La gestion des liquidités de la banque reste également une zone de vulnérabilité. Seuls 6% des actifs liquides de la banque sont de qualité Investment grade, avec le reste logé dans des banques locales notées dans la catégorie “B” ou inférieure. De même, l’agence de ratings alerte que « les actifs liquides ne couvraient que 92% de la dette à court terme à fin 2023 ».
Mobilisation des ressources
Avec le soutien de ses actionnaires régionaux, la banque a augmenté son capital autorisé de 1,5 milliard à 3,75 milliards de dollars dès 2023, et a appelé une troisième tranche de 460 millions de dollars, une initiative saluée par Fitch.

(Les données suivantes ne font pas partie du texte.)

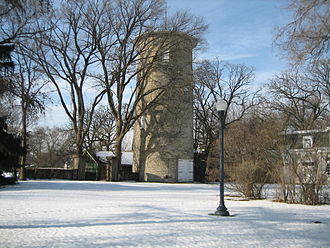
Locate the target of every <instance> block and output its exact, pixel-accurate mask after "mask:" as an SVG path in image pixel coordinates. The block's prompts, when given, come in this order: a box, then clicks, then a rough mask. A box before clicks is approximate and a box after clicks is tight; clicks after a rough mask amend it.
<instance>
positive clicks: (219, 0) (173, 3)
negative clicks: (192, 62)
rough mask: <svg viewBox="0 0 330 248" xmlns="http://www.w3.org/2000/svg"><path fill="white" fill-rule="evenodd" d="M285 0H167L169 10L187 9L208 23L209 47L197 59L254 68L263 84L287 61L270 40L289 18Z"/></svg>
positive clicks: (261, 81)
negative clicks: (208, 27)
mask: <svg viewBox="0 0 330 248" xmlns="http://www.w3.org/2000/svg"><path fill="white" fill-rule="evenodd" d="M287 3H288V0H168V1H167V6H168V12H169V13H171V12H173V11H175V10H178V9H187V10H189V11H190V12H191V13H192V14H194V15H197V16H202V17H204V19H205V22H206V23H207V24H209V30H208V31H207V33H206V34H205V38H206V40H207V42H208V49H207V50H205V51H203V52H201V53H199V55H198V57H197V59H206V58H207V59H214V58H216V57H218V58H219V59H220V60H225V61H228V62H231V63H244V64H246V65H249V66H253V67H254V68H255V69H256V83H257V84H258V85H260V84H263V83H265V82H266V81H267V79H268V78H271V77H272V75H274V74H276V73H278V72H280V71H281V70H284V69H285V67H286V65H287V61H286V60H284V59H281V58H280V51H279V50H278V49H277V48H276V47H274V46H273V44H272V40H273V36H274V34H275V28H276V27H277V26H283V25H285V24H287V23H288V22H289V21H290V13H289V12H288V11H286V10H285V9H284V6H285V5H286V4H287Z"/></svg>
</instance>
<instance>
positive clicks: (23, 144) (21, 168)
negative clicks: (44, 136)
mask: <svg viewBox="0 0 330 248" xmlns="http://www.w3.org/2000/svg"><path fill="white" fill-rule="evenodd" d="M21 106H22V129H21V136H22V137H21V138H22V141H21V147H22V148H23V149H24V152H23V154H22V156H21V159H20V160H21V161H20V164H21V171H20V174H19V179H20V180H26V168H25V164H26V148H27V141H26V118H27V113H26V111H27V110H26V108H25V106H24V103H22V104H21Z"/></svg>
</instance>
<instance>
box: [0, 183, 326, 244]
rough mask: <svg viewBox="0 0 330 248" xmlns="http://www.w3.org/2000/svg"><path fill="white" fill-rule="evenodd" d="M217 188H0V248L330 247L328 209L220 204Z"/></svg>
mask: <svg viewBox="0 0 330 248" xmlns="http://www.w3.org/2000/svg"><path fill="white" fill-rule="evenodd" d="M218 192H219V188H218V186H217V185H207V184H159V183H133V182H119V183H108V182H85V181H63V180H49V181H44V180H38V181H24V182H20V183H19V184H18V185H14V186H7V187H3V188H0V247H2V248H4V247H79V248H80V247H208V248H209V247H330V205H323V206H304V205H295V204H285V203H275V202H272V201H270V200H256V201H237V200H236V201H235V200H228V199H227V200H226V201H225V203H226V206H227V208H228V210H229V212H230V214H231V215H232V216H231V217H218V216H211V215H208V214H209V213H212V212H214V211H215V209H216V207H217V206H218V201H219V193H218Z"/></svg>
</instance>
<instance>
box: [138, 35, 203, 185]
mask: <svg viewBox="0 0 330 248" xmlns="http://www.w3.org/2000/svg"><path fill="white" fill-rule="evenodd" d="M139 40H140V41H139V48H140V64H139V68H140V69H141V72H140V74H139V77H138V82H139V80H140V81H141V82H144V83H141V86H140V88H139V96H143V97H141V100H140V101H139V106H138V109H137V114H138V115H140V119H139V121H137V122H136V125H135V127H134V140H133V152H134V161H133V170H134V171H135V172H139V173H140V180H143V181H159V182H187V181H192V180H193V136H192V129H193V109H192V105H193V78H192V49H193V48H194V47H195V46H196V44H197V42H196V40H195V39H194V38H192V37H191V36H189V35H187V34H184V33H180V32H170V31H158V32H151V33H146V34H144V35H142V36H141V37H139Z"/></svg>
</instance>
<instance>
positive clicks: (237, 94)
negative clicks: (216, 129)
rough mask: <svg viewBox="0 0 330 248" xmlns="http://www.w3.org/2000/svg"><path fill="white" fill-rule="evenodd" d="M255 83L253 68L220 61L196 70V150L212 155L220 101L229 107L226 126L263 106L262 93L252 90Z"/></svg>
mask: <svg viewBox="0 0 330 248" xmlns="http://www.w3.org/2000/svg"><path fill="white" fill-rule="evenodd" d="M253 79H254V69H253V68H251V67H248V66H245V65H236V64H229V63H225V62H221V61H219V60H216V61H203V62H202V63H201V64H200V65H199V66H198V67H197V68H196V69H195V71H194V80H195V90H194V94H195V99H194V115H195V124H194V128H195V131H194V136H195V149H203V150H204V152H205V153H206V154H208V152H209V150H210V148H211V146H212V144H213V143H214V141H215V140H216V138H217V135H216V129H215V127H216V126H217V124H218V116H217V113H216V110H215V103H216V101H217V100H218V99H220V98H223V99H224V100H225V101H226V102H227V105H228V107H227V109H226V111H225V119H226V125H230V124H232V123H234V122H236V121H238V120H240V119H241V118H242V117H243V116H244V115H245V114H246V113H247V112H248V110H249V109H251V108H252V107H253V106H255V105H257V104H258V103H259V100H258V97H257V96H258V91H253V90H252V89H250V86H251V84H252V81H253Z"/></svg>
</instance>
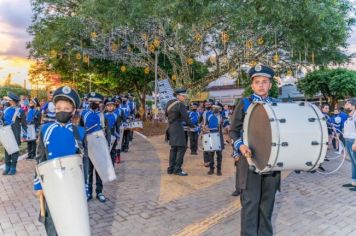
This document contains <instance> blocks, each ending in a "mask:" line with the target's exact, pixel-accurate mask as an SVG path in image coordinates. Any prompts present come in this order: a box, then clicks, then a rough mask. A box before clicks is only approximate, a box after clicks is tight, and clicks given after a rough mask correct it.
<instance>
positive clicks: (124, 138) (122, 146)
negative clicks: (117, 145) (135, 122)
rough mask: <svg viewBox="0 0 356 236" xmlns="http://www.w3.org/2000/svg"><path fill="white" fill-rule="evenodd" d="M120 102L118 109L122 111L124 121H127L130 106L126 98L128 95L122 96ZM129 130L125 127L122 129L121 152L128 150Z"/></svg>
mask: <svg viewBox="0 0 356 236" xmlns="http://www.w3.org/2000/svg"><path fill="white" fill-rule="evenodd" d="M121 99H122V103H121V104H120V109H121V110H122V111H123V113H124V119H125V122H129V121H130V119H131V110H130V106H129V104H128V102H127V100H128V96H123V97H122V98H121ZM130 132H131V131H130V130H129V129H126V130H125V131H124V135H123V137H122V138H123V140H122V149H121V150H122V151H123V152H128V151H129V144H130Z"/></svg>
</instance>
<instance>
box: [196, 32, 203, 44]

Les apports substantiels des principaux actionnaires, avec 19,8 millions de dollars venus du Ghana en 2023 et 29,6 millions obtenus du Ghana et de la Côte d’Ivoire au premier trimestre 2024, ont apporté une bouffée d’oxygène aux ratios de capital de la banque, reconnaissent les analystes de l’agence de notation.
De même, poursuivent-ils, la banque bénéficie désormais de nouvelles sources de financement bilatérales, y compris avec d’autres banques multilatérales de développement ou partenaires bilatéraux. En mars 2022, elle a obtenu une facilité de prêt de 70 millions de dollars sur cinq ans de la Mashreq Bank (Émirats arabes unis).
La diversification des sources de financement s’est poursuivie en avril 2022 avec des prêts garantis par SERV et BPI France auprès de Commerzbank, destinés à financer des projets agro-industriels et d’infrastructures en Côte d’Ivoire, au Bénin et au Burkina Faso.
Cette stratégie a également permis d’obtenir une ligne de crédit de 50 millions d’euros de Bank One Limited, avec une option d’augmentation jusqu’à 100 millions d’euros.
En novembre 2023, la Saudi Exim Bank a accordé un financement de 25 millions de dollars à la BIDC tandis qu’en octobre de la même année, Afreximbank a mis à disposition une enveloppe de 50 millions d’euros lors des Assemblées annuelles du FMI et de la Banque mondiale à Marrakech.
Enfin, en mars 2024, un accord a été signé avec la Banque africaine de développement (BAD) pour une ligne de crédit bivalente de 50 millions de dollars et 50 millions d’euros.
Aussi, la banque cherche-t-elle à élargir son cercle d’investisseurs, notamment hors de sa zone régionale, puisque 30% du capital est désormais ouvert aux investisseurs régionaux.